When you have a two-character comedy-drama involving a teacher and a student, you go in assuming that it’s a case of seeing what each one will learn from the other, not just a one-way street. And that does seem to be part of the plan for John Murrell’s Taking Shakespeare, now onstage in its U.S. premiere at Florida Studio Theatre’s Gompertz Theatre.
But it’s not always clear what Prof (Kate Alexander) and Murph (Graciany Miranda) are learning here, other than that Murph, a 24-year-old slacker and video game addict, is learning to appreciate Shakespeare. That’s something he hasn’t achieved so far in his classes at an unnamed university, but because he hasn’t been “coming up to expectations,” his mother (who happens to be the dean of humanities at the school) brings him together with the longtime instructor played by Alexander for some tutoring.
At first Prof resists; the challenge of walking Murph through Othello seems just too daunting, and indeed it is a slow process—one we ultimately find is too slow for the dean’s liking.
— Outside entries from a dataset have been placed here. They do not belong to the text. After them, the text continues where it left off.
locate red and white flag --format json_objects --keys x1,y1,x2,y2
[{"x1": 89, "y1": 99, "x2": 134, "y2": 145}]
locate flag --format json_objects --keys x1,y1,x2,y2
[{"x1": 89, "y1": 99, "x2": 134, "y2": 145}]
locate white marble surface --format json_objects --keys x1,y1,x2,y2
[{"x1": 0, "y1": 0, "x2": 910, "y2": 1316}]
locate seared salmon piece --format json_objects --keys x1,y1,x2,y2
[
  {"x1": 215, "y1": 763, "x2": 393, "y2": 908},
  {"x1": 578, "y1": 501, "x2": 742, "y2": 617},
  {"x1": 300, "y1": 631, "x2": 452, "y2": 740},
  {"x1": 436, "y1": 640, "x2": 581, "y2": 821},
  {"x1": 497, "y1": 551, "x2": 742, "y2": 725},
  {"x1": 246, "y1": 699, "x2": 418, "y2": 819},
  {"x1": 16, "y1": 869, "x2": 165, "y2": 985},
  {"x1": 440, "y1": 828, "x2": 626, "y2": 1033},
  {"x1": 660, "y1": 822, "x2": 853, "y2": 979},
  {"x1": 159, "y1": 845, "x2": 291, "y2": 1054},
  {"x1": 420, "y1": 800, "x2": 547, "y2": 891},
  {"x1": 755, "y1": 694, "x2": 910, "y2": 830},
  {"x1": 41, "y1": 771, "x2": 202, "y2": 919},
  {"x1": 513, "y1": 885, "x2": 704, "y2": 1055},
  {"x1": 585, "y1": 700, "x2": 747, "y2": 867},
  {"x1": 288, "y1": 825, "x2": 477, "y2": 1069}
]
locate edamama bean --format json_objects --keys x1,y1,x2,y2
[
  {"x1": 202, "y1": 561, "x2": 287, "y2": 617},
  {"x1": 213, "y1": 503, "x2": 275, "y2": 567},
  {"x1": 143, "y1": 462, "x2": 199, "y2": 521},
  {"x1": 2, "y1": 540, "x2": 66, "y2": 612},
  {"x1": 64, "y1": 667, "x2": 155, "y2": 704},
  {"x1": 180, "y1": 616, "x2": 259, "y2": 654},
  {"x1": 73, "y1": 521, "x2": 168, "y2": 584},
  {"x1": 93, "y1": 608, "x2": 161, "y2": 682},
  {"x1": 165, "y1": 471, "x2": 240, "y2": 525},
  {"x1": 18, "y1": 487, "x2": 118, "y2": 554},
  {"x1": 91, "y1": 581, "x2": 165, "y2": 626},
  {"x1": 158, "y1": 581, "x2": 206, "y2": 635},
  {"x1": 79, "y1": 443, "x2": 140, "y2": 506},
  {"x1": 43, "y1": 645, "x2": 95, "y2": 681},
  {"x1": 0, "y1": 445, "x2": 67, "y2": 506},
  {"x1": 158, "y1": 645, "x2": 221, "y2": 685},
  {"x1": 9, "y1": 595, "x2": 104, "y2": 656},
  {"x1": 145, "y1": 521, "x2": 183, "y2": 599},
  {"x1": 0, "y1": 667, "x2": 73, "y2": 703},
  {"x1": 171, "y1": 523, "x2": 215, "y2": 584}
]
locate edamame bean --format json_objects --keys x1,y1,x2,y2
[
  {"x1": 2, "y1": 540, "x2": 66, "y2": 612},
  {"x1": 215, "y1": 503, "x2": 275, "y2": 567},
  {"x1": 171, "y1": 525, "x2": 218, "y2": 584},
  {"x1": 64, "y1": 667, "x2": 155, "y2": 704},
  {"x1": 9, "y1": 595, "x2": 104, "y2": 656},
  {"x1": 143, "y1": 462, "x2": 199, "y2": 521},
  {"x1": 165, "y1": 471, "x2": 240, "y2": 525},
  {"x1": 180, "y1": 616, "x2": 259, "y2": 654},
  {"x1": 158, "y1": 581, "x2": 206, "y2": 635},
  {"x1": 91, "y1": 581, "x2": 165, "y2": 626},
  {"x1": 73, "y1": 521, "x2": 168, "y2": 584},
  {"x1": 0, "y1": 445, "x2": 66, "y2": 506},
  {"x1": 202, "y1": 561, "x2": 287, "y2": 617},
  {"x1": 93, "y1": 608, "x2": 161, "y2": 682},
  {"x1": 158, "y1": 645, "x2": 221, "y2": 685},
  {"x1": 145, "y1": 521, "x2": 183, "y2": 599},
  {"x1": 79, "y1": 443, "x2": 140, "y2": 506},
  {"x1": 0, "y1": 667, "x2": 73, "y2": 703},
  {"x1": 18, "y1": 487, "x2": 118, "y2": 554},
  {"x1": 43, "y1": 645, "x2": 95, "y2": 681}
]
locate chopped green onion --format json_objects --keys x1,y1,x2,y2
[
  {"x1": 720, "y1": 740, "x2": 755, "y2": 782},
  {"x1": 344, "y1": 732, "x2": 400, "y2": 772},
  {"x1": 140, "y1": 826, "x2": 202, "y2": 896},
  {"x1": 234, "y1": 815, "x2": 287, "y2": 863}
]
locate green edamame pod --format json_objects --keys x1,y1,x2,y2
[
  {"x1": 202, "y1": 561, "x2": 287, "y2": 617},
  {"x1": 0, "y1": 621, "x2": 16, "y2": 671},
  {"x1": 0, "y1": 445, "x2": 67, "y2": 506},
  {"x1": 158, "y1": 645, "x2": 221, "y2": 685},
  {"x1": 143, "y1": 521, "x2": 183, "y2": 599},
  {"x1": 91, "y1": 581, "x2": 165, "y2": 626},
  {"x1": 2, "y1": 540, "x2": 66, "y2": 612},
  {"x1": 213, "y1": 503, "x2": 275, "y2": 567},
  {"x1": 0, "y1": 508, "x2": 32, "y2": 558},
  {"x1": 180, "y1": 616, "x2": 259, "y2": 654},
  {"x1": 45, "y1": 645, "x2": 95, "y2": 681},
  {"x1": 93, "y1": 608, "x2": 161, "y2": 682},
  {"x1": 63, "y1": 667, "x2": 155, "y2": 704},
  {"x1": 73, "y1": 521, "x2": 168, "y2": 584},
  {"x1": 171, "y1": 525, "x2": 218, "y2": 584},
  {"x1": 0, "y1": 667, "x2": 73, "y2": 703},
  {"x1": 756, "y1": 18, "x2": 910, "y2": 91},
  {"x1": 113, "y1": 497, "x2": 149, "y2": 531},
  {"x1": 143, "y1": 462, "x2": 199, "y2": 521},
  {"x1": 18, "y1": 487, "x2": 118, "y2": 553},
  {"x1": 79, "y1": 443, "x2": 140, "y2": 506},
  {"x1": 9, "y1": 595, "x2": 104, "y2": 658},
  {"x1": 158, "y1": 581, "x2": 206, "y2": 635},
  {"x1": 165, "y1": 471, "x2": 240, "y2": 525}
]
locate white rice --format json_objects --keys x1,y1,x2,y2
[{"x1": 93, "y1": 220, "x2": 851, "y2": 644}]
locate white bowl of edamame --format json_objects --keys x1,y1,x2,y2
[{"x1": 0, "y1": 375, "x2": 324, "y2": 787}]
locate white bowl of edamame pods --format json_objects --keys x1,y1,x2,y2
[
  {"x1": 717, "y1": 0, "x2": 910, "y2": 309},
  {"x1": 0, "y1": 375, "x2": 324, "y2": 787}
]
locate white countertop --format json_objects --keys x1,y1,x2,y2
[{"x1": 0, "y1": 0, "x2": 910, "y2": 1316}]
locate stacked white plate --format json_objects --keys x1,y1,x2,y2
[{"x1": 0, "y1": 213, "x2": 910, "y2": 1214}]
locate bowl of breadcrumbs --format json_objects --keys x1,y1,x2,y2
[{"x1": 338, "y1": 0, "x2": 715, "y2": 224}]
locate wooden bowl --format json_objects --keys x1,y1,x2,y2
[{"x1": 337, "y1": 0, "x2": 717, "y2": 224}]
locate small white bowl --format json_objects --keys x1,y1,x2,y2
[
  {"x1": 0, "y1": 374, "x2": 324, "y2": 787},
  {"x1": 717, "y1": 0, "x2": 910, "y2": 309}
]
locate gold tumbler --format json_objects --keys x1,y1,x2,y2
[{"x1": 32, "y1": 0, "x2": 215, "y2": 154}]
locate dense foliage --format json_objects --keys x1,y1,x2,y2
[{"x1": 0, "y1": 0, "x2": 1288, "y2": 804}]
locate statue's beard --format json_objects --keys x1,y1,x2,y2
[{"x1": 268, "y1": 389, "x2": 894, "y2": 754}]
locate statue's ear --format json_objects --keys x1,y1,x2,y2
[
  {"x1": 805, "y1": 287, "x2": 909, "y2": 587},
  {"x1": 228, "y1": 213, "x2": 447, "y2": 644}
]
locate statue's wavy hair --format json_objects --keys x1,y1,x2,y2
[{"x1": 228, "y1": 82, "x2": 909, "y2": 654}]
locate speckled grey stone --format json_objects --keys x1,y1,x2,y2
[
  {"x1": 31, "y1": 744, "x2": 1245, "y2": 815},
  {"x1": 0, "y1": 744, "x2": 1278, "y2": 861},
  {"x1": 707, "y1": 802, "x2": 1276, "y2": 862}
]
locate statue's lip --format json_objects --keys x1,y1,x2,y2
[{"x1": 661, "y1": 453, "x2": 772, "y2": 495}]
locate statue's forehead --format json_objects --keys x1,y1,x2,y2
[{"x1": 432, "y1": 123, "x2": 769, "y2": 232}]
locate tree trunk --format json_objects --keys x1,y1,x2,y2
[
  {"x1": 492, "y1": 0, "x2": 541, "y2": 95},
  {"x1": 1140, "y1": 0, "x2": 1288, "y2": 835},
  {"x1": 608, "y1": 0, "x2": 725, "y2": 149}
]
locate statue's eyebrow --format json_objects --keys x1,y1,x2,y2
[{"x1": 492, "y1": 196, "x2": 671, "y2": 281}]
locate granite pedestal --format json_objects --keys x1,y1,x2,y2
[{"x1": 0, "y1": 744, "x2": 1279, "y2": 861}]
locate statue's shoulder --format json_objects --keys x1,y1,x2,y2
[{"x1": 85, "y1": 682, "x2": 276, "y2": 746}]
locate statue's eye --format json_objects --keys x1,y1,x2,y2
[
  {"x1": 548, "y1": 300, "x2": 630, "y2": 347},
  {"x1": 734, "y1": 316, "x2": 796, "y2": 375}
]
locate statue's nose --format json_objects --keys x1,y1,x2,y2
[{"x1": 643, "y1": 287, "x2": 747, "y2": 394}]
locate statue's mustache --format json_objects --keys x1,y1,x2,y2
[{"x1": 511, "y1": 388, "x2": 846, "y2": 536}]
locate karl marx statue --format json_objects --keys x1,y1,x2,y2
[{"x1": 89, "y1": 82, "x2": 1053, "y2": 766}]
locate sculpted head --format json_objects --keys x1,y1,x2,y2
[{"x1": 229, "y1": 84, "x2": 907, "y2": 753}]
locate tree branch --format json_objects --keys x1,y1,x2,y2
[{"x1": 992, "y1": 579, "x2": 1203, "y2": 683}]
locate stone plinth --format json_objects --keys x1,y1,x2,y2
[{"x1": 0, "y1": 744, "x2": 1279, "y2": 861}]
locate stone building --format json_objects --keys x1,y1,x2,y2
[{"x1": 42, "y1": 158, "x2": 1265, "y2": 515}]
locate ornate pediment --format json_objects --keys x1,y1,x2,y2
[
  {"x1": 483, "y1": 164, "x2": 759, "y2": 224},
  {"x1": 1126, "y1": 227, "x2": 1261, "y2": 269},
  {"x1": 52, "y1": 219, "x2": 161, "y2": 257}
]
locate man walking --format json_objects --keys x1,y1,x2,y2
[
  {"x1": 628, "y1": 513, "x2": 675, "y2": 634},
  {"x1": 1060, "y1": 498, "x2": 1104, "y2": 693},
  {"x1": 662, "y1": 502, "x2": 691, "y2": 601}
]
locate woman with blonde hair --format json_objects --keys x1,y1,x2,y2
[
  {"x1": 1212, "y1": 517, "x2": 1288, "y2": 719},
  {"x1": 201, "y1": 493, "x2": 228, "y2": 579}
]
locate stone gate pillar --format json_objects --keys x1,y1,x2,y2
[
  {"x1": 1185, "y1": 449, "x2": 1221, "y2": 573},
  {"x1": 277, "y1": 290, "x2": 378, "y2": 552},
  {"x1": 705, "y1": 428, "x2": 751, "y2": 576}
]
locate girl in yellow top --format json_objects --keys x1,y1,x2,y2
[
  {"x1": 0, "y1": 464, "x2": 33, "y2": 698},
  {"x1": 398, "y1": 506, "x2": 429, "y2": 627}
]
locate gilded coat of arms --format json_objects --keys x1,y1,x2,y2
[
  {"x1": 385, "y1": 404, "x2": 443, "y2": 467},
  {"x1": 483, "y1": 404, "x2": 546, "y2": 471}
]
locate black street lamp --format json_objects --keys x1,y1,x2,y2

There is a lot of talk here, as you might expect, as the words on the page spoken by Iago, Othello and Emilia come to life and Murph, with wonder at his own understanding, warms to the task of deciphering what at first seemed to him nothing but rote iambic pentameter.
But I was never bored by the conversations, finding the taking apart of the text and the putting it back together as intriguing as I ever did in English class. What is more problematic here is the character of Prof, about whom we learn some things (she’s a heavy coffee drinker, she once had a serious crush on her own college professor, and she hasn’t always lived alone in the book-strewn apartment she stalks through) but not all (and perhaps that’s intentional). In Alexander’s portrayal, under Tom Key’s direction, Prof is almost always at a high level of energy, alternately frustrated, passionate, on the move and even overly expressive, but we’re not sure why she’s so fueled (apart from that coffee).
Perhaps the performance could use more variation, or perhaps Alexander sees Murrell’s Prof as being just that high-strung. At any rate, Miranda is a nice comic foil for all that steam emanating off her; he’s totally believable in his laid-back delivery of a character lacking in self-confidence or direction, and when the two are at their most in synch with Shakespeare, it’s enjoyable to behold.